What if my landlord sells the building where I live?
When the owner sells the building, the new owner takes the property subject to the existing lease. The new owner must get the information about the tenants from the prior owners, including their rental payment history, security deposits and copies of lease agreements. You can make the new owner follow the lease, just as you must continue to abide by the lease.
What if I find out that the landlord is in foreclosure?
You may find out that your landlord is in foreclosure or behind on taxes, by seeing a notice posted by the sheriff or delivered to the tenants. Pennsylvania law requires a bank foreclosing on a property to send certain notices to the property owner and then to file a mortgage foreclosure action in the Court of Common Pleas.
That process can take many months or sometimes years. The owner will not lose the property until there has been a sheriff sale or tax sale. You will still owe rent while the property is in foreclosure, but make sure the owner is still taking responsibility for the property, making repairs and paying utilities.
If the property sells at the sheriff sale, the purchaser at sheriff sale may demand that you vacate the residence. There was a law called “Protecting Tenants at Foreclosure Act (PTFA)” that required the new owner to honor a tenant’s lease, but that law expired in 2015. In some cases, properties with HUD-owned mortgages may offer a tenant the opportunity to apply to rent the property at fair market value.

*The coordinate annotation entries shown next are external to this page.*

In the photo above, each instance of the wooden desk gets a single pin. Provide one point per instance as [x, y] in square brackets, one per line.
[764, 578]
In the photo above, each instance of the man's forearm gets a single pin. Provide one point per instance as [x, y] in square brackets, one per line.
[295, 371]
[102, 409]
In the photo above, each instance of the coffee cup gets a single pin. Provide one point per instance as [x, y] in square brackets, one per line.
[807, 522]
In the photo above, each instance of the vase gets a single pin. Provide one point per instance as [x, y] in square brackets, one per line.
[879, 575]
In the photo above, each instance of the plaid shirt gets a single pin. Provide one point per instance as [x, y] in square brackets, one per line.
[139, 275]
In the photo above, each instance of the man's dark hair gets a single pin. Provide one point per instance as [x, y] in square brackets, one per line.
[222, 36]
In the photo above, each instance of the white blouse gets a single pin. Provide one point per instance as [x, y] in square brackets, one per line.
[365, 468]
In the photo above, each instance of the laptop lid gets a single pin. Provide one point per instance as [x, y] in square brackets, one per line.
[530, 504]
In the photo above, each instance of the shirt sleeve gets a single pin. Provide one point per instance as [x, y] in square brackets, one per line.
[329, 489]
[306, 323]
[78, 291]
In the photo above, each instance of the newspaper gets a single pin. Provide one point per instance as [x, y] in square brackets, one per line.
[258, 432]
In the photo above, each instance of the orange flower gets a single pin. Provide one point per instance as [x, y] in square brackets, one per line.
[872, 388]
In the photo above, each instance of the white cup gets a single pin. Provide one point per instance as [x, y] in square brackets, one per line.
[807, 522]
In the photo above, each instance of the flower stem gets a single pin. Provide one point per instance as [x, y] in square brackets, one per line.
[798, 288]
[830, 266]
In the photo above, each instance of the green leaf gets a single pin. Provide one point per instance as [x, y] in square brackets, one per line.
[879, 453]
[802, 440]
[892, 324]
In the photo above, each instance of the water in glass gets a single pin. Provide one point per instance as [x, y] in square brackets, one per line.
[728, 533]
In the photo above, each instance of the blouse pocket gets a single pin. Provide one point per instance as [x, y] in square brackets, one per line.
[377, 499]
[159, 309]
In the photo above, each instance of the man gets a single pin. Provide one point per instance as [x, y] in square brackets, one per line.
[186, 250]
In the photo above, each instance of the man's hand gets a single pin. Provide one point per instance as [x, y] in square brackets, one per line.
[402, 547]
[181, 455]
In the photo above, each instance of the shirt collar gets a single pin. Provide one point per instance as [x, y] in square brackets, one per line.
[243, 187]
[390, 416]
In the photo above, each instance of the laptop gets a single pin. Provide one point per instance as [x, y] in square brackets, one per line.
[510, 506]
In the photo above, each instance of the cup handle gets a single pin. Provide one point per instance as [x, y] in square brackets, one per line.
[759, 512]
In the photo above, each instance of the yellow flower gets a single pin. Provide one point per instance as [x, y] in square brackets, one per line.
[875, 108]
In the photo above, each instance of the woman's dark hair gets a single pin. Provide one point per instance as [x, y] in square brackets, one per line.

The new owner must file a legal action to take over the property. Sometimes, they will offer a small amount of money for moving costs if you move immediately. Because they are not your landlord, they cannot file a complaint at the MDJ. They must file in the county Court of Common Pleas an action in Ejectment. This process can take several months and you may be able to negotiate with the new owner for an agreeable move out date.